Neuronal networks underlying and related to horizontal eye movements were visualized by retrograde transneuronal tracing with rabies virus from the left medial rectus muscle in guinea pigs. Time‐sequenced labelling revealed distinct circuitries involved in particular oculomotor functions, i.e. vestibulo‐ocular reflex and saccade generation (brainstem circuitry), adaptive plasticity (cerebellar modules) and possibly motivation and navigation (limbic, hippocampal and cortical structures). Our results provide a first comprehensive road map of the oculomotor system that is unsurpassed by any previous tracing study. We report a number of unexpected findings that illustrate a much vaster and more complicated network for the control of the relatively simple horizontal eye movements than had been envisioned previously.

Rabies Virus as a Transneuronal Tracer of Neuronal Connections

Powerful transneuronal tracing technologies exploit the ability of some neurotropic viruses to travel across neuronal pathways and to function as self-amplifying markers. Rabies virus is the only viral tracer that is entirely specific, as it propagates exclusively between connected neurons by strictly unidirectional (retrograde) transneuronal transfer, allowing for the stepwise identification of neuronal connections of progressively higher order. Transneuronal tracing studies in primates and rodent models prior to the development of clinical disease have provided valuable information on rabies pathogenesis. We have shown that rabies virus propagation occurs at chemical synapses but not via gap junctions or cell-to-cell spread. Infected neurons remain viable, as they can express their neurotransmitters and cotransport other tracers. Axonal transport occurs at high speed, and all populations of the same synaptic order are infected simultaneously regardless of their neurotransmitters, synaptic strength, and distance, showing that rabies virus receptors are ubiquitously distributed within the CNS. Conversely, in the peripheral nervous system, rabies virus receptors are present only on motor endplates and motor axons, since uptake and transneuronal transmission to the CNS occur exclusively via the motor route, while sensory and autonomic endings are not infected. Infection of sensory and autonomic ganglia requires longer incubation times, as it reflects centrifugal propagation from the CNS to the periphery, via polysynaptic connections from sensory and autonomic neurons to the initially infected motoneurons. Virus is recovered from end organs only after the development of rabies because anterograde spread to end organs is likely mediated by passive diffusion, rather than active transport mechanisms.

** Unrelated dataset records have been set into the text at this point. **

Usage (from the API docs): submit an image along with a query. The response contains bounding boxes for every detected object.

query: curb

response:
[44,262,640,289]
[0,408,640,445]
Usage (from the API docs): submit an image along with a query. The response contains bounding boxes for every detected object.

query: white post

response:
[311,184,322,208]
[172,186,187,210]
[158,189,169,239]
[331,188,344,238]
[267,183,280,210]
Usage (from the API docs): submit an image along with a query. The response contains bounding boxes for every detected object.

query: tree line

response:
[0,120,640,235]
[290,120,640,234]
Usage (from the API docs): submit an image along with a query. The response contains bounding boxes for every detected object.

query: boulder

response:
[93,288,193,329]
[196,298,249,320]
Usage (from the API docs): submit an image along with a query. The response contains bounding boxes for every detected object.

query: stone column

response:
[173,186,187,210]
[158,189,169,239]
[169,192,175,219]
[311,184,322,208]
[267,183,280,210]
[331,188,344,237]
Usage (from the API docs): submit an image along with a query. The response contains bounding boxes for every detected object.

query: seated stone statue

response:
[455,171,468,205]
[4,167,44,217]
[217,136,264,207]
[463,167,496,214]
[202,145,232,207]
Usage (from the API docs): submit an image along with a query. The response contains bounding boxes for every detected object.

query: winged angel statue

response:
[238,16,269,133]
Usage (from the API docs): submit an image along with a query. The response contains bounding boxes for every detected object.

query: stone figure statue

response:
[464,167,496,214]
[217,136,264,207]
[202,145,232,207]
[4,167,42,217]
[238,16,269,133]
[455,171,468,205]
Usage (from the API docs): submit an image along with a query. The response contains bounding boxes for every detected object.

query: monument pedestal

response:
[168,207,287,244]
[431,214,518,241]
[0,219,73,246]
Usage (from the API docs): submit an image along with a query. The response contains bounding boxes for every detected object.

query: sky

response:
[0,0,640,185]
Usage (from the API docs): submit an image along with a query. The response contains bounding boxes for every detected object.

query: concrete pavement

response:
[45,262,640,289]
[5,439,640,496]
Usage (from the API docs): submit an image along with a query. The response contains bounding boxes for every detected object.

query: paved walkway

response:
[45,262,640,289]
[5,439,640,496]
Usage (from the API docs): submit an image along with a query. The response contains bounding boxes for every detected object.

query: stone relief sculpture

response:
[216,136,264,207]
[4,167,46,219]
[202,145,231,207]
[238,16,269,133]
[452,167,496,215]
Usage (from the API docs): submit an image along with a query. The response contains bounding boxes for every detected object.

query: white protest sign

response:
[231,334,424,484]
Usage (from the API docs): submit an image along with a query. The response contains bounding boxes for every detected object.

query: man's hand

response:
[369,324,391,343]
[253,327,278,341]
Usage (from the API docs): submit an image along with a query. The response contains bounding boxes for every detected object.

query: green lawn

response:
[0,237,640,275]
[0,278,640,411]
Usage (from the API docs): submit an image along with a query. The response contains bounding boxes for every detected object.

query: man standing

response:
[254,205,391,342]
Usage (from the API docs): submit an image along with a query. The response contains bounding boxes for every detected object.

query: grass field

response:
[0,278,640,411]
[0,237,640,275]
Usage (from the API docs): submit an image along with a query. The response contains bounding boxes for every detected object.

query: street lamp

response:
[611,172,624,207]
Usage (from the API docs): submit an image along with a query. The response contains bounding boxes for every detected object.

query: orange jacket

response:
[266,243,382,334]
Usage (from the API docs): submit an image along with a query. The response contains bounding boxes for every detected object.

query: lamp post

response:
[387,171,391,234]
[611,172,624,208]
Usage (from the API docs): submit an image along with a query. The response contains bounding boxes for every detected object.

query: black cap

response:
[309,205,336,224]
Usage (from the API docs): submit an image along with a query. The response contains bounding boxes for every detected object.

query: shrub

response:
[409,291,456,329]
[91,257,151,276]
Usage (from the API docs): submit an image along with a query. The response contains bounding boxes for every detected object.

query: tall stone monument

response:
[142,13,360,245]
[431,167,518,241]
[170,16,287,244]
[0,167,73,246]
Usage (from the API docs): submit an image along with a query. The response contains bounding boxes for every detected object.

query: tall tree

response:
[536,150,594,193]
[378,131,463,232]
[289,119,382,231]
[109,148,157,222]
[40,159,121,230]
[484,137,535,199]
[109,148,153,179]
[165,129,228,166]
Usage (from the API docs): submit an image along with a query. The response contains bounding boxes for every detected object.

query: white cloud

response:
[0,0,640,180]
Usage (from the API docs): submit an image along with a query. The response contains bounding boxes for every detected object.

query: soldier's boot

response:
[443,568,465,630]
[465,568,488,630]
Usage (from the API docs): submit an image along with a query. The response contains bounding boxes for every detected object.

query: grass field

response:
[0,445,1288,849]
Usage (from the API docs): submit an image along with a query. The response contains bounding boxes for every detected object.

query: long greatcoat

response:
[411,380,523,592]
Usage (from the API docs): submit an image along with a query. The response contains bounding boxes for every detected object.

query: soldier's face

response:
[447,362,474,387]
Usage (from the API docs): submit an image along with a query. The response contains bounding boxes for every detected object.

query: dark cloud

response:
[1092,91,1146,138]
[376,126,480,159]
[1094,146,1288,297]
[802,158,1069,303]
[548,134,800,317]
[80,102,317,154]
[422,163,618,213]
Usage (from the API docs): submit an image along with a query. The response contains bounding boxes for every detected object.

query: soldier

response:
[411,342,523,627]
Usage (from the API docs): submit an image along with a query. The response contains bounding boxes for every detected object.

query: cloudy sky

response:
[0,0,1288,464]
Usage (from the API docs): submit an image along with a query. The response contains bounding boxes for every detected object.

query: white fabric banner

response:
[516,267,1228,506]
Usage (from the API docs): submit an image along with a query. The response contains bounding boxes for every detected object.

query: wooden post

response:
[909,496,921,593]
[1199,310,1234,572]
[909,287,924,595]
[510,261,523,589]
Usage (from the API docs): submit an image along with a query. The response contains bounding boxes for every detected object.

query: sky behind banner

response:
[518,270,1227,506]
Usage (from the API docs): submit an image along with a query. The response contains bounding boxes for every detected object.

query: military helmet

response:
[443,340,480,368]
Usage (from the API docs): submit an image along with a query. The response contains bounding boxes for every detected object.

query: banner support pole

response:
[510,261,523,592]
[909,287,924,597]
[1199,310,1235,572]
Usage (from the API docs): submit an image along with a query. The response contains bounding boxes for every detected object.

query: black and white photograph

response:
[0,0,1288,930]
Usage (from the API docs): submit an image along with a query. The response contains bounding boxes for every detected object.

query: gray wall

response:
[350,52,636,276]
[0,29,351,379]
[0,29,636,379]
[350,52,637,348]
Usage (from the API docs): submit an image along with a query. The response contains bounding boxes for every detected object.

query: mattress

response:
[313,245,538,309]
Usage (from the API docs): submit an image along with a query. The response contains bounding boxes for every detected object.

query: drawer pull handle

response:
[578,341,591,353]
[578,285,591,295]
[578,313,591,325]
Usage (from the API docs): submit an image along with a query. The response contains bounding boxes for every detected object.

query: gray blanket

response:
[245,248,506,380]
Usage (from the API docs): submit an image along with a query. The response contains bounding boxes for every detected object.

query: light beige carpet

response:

Posterior parietal cortex areas MIP and LIPv receive eye position and velocity inputs via ascending preposito-thalamo-cortical pathways

Neuronal activity encoding eye position and gaze signals participates in updating the spatial representations found in the posterior parietal cortex and is necessary for spatial accuracy in goal‐directed movements. Using retrograde transneuronal transfer of rabies virus in combination with a conventional tracer, we studied direct and polysynaptic inputs to the ventral lateral intraparietal area (LIPv) and medial intraparietal area (MIP) in non‐human primates, to identify possible sources of eye position and gaze signals. We found that these areas receive disynaptic inputs from the brainstem horizontal eye position integrator network (nucleus prepositus hypoglossi, PH) via the central lateral and ventral lateral thalamic nuclei. Our findings provide the first demonstration that inputs from the horizontal eye position integrator reach cortical areas. We found important topographical differences between PH populations targeting MIP and LIPv that likely reflect transmission of different types of eye movement signals. LIPv receives projections from the ipsilateral rostral PH, which may transmit ipsilateral eye position signals. In addition to inputs from the rostral PH, MIP receives strong projections from the contralateral caudal PH, which may contribute to both eye position and velocity signals. Unlike the horizontal integrator, we found that the vertical eye position integrator network, the interstitial nucleus of Cajal, does not project to these posterior parietal areas, in keeping with findings that the thalamic nuclei targeting LIPv and MIP receive almost exclusively horizontal oculomotor signals.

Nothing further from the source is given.